The Undertaker is a film that was shot in 1988, but never completed. A copy with the title "Death Merchant" was among the possessions in Spinell's apartment when he died in 1989. The film in it's incomplete form circulated in various bootlegs when in 2010 Code Red released a DVD of the film from a tape source. It is now 6 years later and Vinegar Syndrome have released the film in a Blu-ray from a 35mm source with some taped inserts mostly during the film's conclusion.
The film is pretty straightforward. Spinell plays an undertaker named Roscoe. Roscoe spends his days working in the local mortuary and his nights killing, and having sex with the bodies. The townspeople including students (literally in the subject of necrophilia) begin to suspect something is up, and begin to trace the crimes back to the undertaker.
OK, so even with the work that Vinegar Syndrome has obviously put into this one. The film is still largely incomplete. So one has to really grade this one on a different scale. I will admit it is a truly bizarre effort, and I had a lot of fun with it. Spinell is great with the limited screen time he is given. The rest of the cast is decent, but fitting to the material on display here. The direction is solid, but again because the film is incomplete, footage is occasionally repeated, and so one can't get a full picture of what could have been. Still the film is a lot of fun, and certainly recommended both for fans of Spinell, and genre fans as a whole.

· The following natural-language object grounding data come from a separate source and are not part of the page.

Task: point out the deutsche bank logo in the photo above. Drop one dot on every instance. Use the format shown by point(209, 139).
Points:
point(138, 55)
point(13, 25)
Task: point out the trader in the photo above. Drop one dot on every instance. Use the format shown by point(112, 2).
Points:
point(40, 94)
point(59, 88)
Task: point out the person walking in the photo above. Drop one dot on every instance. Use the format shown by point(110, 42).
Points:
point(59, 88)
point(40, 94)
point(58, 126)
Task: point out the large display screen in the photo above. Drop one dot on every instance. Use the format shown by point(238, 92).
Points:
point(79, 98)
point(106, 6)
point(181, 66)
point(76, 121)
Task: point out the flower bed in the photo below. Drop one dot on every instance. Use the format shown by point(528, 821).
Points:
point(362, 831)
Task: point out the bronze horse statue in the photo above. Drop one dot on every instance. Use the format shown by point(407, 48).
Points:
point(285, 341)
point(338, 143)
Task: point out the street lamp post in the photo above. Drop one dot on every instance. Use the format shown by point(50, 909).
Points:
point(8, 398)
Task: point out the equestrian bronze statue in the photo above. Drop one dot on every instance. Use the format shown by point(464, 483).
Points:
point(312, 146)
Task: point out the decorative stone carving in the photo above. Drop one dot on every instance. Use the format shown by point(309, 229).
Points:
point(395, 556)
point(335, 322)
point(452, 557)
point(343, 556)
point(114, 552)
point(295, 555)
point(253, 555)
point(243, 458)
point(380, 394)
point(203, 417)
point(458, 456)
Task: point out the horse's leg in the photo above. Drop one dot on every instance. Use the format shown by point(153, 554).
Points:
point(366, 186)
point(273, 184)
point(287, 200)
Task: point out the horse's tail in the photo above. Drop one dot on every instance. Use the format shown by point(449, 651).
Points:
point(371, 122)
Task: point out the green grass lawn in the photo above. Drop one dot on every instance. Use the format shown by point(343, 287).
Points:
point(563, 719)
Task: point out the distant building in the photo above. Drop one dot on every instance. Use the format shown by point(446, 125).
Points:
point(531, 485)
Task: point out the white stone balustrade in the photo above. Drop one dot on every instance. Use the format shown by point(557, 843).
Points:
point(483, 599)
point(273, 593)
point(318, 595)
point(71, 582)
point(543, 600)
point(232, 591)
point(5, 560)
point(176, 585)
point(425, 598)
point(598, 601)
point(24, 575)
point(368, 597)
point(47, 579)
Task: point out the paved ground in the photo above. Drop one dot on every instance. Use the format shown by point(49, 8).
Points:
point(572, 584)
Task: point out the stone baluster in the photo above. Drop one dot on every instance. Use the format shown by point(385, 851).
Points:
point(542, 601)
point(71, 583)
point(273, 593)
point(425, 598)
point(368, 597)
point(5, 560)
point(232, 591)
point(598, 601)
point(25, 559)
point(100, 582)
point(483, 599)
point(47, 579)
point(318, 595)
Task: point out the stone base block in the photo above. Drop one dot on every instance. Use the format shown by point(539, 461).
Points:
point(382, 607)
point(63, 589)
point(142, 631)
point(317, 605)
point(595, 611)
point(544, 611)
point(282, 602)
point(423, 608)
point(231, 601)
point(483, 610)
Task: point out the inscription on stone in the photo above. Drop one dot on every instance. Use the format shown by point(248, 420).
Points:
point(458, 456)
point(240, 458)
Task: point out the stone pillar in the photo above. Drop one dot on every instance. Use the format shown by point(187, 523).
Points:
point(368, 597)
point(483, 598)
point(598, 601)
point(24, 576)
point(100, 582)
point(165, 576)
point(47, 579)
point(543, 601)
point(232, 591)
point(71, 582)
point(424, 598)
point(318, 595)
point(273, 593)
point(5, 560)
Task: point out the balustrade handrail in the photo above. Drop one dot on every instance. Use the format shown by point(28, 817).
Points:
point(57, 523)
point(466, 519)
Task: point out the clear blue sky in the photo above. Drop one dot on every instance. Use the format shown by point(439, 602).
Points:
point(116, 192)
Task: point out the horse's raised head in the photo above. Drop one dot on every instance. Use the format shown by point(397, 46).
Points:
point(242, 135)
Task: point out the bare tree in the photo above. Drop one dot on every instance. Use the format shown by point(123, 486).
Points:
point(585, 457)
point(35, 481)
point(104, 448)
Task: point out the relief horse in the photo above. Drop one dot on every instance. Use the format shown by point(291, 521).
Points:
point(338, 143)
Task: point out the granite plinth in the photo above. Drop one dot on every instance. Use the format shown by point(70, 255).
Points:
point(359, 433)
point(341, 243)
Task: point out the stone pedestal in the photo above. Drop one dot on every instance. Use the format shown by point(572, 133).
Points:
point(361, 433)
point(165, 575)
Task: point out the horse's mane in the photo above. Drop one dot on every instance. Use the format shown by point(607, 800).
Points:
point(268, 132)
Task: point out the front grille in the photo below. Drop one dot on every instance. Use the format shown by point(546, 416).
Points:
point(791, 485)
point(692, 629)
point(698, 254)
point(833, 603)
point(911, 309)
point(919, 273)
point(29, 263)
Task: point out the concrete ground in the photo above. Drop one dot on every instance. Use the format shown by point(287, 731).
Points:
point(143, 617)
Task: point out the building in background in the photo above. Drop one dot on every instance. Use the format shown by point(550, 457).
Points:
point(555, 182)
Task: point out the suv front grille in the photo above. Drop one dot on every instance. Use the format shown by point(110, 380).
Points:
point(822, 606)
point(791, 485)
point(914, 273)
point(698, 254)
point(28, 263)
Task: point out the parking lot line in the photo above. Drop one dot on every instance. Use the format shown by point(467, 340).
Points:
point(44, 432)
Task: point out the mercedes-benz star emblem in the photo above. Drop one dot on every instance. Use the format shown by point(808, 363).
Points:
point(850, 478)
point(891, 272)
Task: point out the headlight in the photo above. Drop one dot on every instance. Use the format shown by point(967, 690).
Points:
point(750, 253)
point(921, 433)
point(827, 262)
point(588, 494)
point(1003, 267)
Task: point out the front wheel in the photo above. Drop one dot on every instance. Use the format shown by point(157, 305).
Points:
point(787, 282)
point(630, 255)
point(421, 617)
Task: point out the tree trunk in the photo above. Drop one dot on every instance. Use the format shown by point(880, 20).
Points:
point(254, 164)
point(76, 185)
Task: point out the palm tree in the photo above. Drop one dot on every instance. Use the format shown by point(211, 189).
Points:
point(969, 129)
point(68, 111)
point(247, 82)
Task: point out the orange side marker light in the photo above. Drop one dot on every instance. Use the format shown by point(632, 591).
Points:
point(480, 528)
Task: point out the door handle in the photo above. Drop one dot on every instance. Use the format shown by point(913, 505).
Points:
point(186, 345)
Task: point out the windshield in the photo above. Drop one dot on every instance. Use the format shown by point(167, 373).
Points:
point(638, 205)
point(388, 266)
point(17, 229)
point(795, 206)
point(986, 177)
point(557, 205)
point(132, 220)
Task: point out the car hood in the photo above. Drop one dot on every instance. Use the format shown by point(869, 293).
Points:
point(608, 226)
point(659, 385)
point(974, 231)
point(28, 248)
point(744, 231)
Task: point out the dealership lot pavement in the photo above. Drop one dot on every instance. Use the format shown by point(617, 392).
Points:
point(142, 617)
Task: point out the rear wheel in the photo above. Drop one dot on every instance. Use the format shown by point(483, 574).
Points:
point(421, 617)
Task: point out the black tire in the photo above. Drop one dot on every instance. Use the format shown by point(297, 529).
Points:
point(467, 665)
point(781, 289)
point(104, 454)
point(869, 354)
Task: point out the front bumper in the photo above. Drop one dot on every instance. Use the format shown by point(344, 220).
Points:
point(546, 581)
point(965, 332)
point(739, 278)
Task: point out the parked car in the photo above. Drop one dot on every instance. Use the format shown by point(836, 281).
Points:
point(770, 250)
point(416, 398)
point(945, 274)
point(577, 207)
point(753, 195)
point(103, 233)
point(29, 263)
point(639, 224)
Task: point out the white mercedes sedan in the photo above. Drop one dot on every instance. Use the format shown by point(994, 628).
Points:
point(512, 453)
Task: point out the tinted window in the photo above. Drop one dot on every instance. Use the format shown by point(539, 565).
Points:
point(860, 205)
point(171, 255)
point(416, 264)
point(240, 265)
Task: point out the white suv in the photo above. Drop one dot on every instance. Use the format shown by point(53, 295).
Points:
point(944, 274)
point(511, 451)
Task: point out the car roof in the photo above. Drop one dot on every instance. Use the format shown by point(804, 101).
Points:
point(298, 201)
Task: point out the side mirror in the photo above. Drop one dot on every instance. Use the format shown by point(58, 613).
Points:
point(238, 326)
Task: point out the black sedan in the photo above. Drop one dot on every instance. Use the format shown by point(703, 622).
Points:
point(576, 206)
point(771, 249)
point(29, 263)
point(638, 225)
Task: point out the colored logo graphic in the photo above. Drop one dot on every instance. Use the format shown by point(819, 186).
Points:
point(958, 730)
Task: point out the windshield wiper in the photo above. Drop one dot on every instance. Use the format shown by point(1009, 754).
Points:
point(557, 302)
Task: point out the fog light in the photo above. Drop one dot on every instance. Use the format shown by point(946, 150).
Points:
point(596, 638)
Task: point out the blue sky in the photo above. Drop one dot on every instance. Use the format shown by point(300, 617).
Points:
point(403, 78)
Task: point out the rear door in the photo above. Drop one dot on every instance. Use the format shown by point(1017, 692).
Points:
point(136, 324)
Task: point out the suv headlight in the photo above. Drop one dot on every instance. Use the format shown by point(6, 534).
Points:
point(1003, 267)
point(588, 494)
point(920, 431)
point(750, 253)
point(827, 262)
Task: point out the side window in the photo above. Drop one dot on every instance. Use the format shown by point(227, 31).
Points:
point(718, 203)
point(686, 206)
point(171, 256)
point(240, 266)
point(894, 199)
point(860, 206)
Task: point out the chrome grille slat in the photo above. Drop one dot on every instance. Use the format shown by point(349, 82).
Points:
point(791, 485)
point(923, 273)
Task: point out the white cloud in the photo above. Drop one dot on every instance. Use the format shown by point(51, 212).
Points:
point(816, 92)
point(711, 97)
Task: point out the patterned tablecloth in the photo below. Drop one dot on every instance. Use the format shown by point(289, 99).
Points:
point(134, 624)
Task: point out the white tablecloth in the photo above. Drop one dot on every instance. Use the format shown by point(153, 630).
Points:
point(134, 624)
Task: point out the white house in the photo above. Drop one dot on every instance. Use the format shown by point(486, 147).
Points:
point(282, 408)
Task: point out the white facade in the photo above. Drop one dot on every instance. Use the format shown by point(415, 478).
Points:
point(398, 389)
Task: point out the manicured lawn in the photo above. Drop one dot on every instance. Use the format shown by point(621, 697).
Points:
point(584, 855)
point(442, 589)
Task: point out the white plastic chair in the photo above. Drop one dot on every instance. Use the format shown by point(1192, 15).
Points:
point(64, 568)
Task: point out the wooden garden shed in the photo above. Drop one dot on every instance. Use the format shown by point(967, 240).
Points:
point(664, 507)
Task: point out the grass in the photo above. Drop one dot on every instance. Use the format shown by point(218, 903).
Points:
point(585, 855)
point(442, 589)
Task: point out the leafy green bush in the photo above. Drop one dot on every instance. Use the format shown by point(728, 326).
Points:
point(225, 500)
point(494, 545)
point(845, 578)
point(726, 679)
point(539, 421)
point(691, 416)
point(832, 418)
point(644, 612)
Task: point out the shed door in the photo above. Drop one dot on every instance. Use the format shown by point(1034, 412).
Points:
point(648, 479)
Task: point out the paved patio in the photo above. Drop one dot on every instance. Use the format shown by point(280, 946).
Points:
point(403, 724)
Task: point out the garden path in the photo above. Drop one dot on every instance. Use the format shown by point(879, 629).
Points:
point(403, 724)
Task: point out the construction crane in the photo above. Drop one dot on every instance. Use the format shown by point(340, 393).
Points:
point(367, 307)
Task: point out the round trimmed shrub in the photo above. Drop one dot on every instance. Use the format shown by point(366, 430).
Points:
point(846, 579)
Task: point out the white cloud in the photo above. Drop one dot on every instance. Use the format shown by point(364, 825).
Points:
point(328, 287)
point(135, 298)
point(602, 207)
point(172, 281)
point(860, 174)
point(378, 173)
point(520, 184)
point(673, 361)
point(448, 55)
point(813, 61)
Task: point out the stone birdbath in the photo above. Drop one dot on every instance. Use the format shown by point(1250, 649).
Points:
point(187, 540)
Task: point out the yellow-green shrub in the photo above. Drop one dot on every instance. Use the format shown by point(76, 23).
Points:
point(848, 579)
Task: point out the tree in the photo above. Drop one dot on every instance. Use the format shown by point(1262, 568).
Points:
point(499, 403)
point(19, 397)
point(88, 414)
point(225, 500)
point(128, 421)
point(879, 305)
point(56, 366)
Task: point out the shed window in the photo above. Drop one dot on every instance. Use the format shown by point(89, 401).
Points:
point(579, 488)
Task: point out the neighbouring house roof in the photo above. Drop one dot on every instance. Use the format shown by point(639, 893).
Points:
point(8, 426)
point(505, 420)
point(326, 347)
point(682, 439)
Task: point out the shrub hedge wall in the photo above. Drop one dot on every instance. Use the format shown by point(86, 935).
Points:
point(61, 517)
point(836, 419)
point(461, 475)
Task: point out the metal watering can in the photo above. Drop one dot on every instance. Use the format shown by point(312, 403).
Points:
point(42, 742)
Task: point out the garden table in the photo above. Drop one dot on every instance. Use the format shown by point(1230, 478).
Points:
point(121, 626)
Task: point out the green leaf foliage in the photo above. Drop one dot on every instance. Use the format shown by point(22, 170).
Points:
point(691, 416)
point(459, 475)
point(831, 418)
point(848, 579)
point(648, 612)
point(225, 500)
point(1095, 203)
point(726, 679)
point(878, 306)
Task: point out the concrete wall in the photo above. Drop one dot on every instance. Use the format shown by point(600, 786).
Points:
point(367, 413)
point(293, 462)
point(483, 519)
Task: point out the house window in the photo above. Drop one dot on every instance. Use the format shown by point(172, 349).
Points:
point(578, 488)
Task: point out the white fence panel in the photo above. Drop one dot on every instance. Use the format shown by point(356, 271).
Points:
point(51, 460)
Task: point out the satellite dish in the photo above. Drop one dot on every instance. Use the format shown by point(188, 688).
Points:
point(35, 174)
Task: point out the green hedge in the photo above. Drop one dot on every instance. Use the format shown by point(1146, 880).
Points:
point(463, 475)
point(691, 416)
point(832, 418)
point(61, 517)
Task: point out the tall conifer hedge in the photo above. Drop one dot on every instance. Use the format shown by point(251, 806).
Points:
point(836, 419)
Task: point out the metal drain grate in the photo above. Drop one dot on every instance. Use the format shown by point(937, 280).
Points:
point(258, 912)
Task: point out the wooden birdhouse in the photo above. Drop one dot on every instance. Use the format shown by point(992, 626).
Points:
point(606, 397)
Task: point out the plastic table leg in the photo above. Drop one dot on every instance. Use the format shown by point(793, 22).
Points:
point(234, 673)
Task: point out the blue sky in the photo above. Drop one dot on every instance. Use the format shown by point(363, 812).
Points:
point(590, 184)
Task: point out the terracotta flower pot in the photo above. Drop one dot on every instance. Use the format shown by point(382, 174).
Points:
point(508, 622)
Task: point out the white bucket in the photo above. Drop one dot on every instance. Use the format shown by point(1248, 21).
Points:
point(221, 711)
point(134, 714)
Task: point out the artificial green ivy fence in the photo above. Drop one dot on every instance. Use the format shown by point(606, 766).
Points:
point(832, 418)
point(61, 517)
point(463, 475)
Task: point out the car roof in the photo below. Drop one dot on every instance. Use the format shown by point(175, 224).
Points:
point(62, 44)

Vinegar Syndrome presents the Undertaker with a solid 1:85:1 1080p AVC encoded transfer preserving the film's OAR. Everything in the 35mm footage looks nearly pristine, colors pop, blacks are deep, and grain is very natural. The VHS footage is very rough looking that is to be expected, but everything as a whole looks quite fine.
The audio is presented with a DTS-HD MA mono track in English. The track is quite serviceable with dialogue, and score coming across crisp and clear for the most part. There are a few moments where things aren't quite balanced, but overall everything sounds fine.
Vinegar Syndrome puts together a stellar package for their release of The Undertaker. We get a commentary track between the film's director William James Kennedy and Brandon Upson. This is followed up by a 20 minute making of, 5 minute promo clip, 9 minutes of VHS outtakes,a still gallery, trailer, and liner notes by former Fango writer Michael Gingold.
For a film that is incomplete, The Undertaker is a bizarre fun experience. The Blu-ray from Vinegar Syndrome looks and sounds fantastic aside from VHS footage. It is also loaded up with great extras. HIGHLY RECOMMENDED.